On the road to profit

Fiat and BMW join forces, Harley Davidson buys MV Agusta

Editorial Staff
July 24, 2008

Italy's legendary Alfa Romeo running on German engineering. Harley Davidson hogging the European motorcycle market.


The likely benefits of strategic alliances partnerships for Italian companies have fuelled two recent mergers.


Fiat and BMW recently signed a memorandum of understanding to develop a common platform for future models of the Alfa Romeo MiTo and Mini cars, a move that would allow both carmakers to cut costs. The agreement also provides support for Alfa Romeo to re-enter the North American market. Sources say the Alfa Romeos could be built in BMW's production plant in Southern California.


Fiat CEO Sergio Marchionne stated that ‘This is an important step in our strategy of targeted alliances.
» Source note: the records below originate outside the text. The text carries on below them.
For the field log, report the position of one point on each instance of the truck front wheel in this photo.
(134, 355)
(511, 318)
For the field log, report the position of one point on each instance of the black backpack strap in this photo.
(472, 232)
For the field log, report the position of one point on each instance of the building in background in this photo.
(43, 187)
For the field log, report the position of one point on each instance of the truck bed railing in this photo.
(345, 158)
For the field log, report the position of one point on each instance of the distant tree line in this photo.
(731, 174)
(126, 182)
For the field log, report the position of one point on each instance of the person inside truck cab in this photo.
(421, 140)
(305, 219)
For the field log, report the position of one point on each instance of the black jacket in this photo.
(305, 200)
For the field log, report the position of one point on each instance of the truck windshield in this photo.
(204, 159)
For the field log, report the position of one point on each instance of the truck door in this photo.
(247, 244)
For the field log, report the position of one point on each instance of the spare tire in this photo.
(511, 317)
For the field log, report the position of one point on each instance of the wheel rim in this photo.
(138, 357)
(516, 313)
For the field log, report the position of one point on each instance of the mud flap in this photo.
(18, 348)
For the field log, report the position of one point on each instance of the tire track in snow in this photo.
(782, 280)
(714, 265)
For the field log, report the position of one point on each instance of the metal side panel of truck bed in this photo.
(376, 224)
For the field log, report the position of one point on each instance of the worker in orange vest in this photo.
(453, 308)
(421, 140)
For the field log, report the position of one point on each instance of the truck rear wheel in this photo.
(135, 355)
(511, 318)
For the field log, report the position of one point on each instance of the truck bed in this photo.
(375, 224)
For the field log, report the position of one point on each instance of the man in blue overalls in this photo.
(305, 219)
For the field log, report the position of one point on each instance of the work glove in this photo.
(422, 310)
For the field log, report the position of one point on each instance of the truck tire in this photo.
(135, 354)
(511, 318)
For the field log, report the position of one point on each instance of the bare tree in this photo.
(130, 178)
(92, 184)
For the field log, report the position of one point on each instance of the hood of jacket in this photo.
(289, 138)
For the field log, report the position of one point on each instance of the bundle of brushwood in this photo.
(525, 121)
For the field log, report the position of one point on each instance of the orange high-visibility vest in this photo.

We are glad to work with such an esteemed and respected partner with a clear goal of boosting the competitiveness of both partners.' Marchionne's strategy of ‘targeted alliances' has helped turn Fiat around from its financial troubles: the Turin-based company now returns a profit and continues to increase its market share.


Meanwhile, U.S.-based Harley Davidson recently acquired the financially troubled Northern Italian motorcycle maker MV Agusta for 70 million euro. Primarily intended to expand Harley Davidson's presence in Europe, the acquisition was a win-win deal, thanks to MV Agusta's notable market share. MV Agusta produces high-performance sports bikes under the legendary MV Agusta brand and a line of lightweight motorcycles sold under the Cagiva banner.